Juru bicara Gerakan Rakyat Melawan Lupa, Maruli Rajaguguk mengungkapkan, akan terjadi kemunduran sejarah jika Indonesia kembali dipimpin oleh presiden yang diduga terkait dengan berbagai pelanggaran hak asasi manusia (HAM) di masa lalu. Karena itu, "Kami juga menyerukan kepada seluruh rakyat Indonesia untuk menyelamatkan demokrasi dari capres penjahat HAM dalam hal ini Prabowo Subianto," kata Maruli, yang juga aktivis LBH Jakarta itu.

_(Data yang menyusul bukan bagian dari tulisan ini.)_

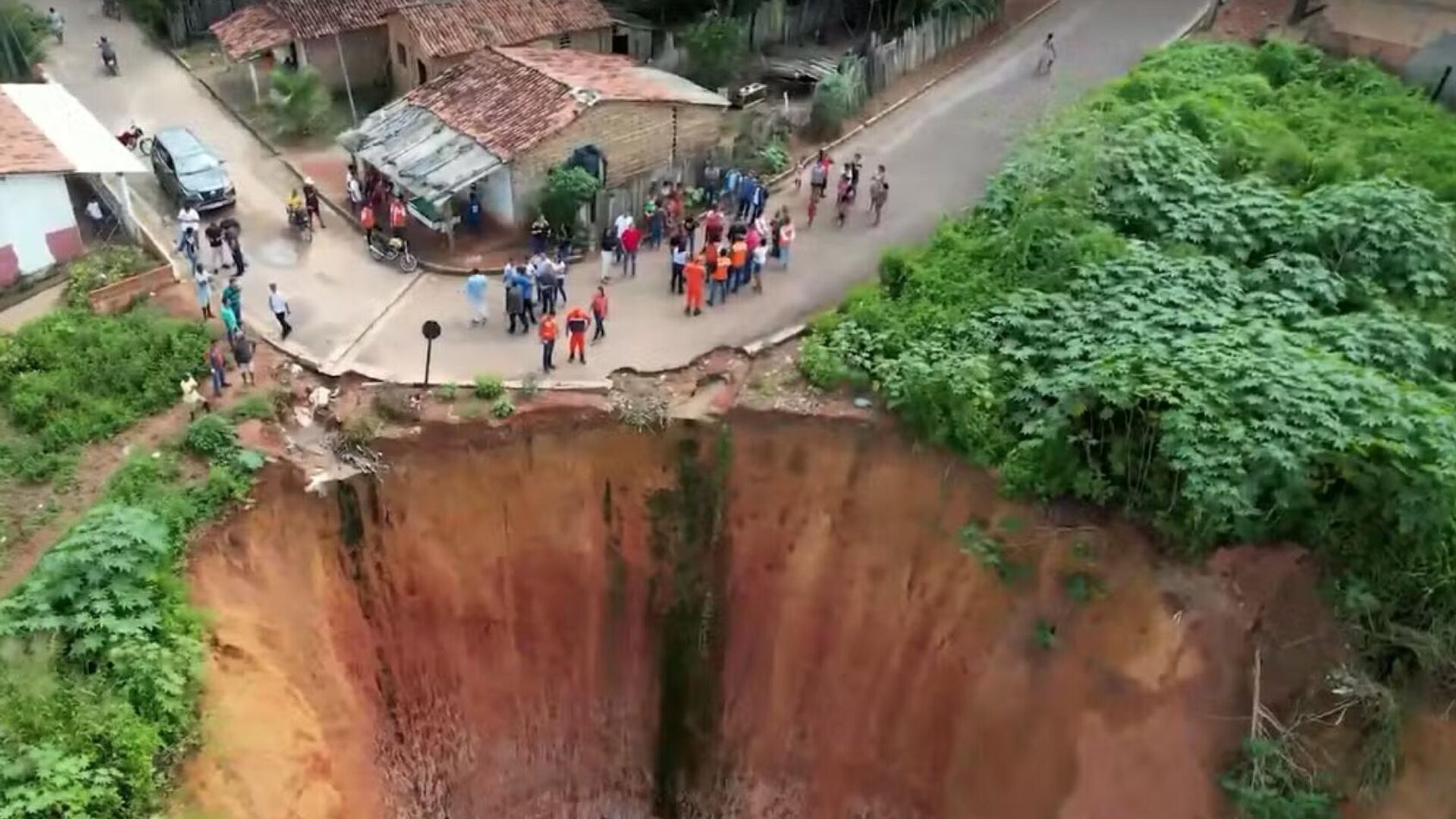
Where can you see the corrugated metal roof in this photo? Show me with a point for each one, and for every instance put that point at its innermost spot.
(55, 133)
(419, 152)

Bergerak dari Patung Kuda Arjuna Wiwaha, Jl Medan Merdeka Barat, Jakarta Pusat, para aktivis dan korban pelanggaran HAM itu melakukan long march ke Istana Negara. Mengenakan pakaian berwarna hitam, mereka berorasi dan melakukan aksi teaterikal.
Pada aksi ke-357 ini juga diikuti anggota Federasi Ikatan Keluarga Orang Hilang (Ikohi) Indonesia, seperti dari Sumatera Utara, Lampung, Jabodetabek, Jawa Tengah, JawaTimur, DIY, Sulawesi Tenggara, Sulawesi Tengah, Sulawesi Barat, Sulawesi Selatan, hingga Papua. "Kami menuntut agar kasus penculikan aktivis 1997/1998 segera dituntaskan," ujar Mugiyanto, Ketua Ikohi Indonesia.
Seperti diberitakan sebelumnya, Ikohi telah mengeluarkan sejumlah resolusi terkait dengan pelanggaran HAM di masa lalu, yang hingga kini tidak kunjung diselesaikan oleh Presiden Susilo Bambang Yudhoyono tersebut.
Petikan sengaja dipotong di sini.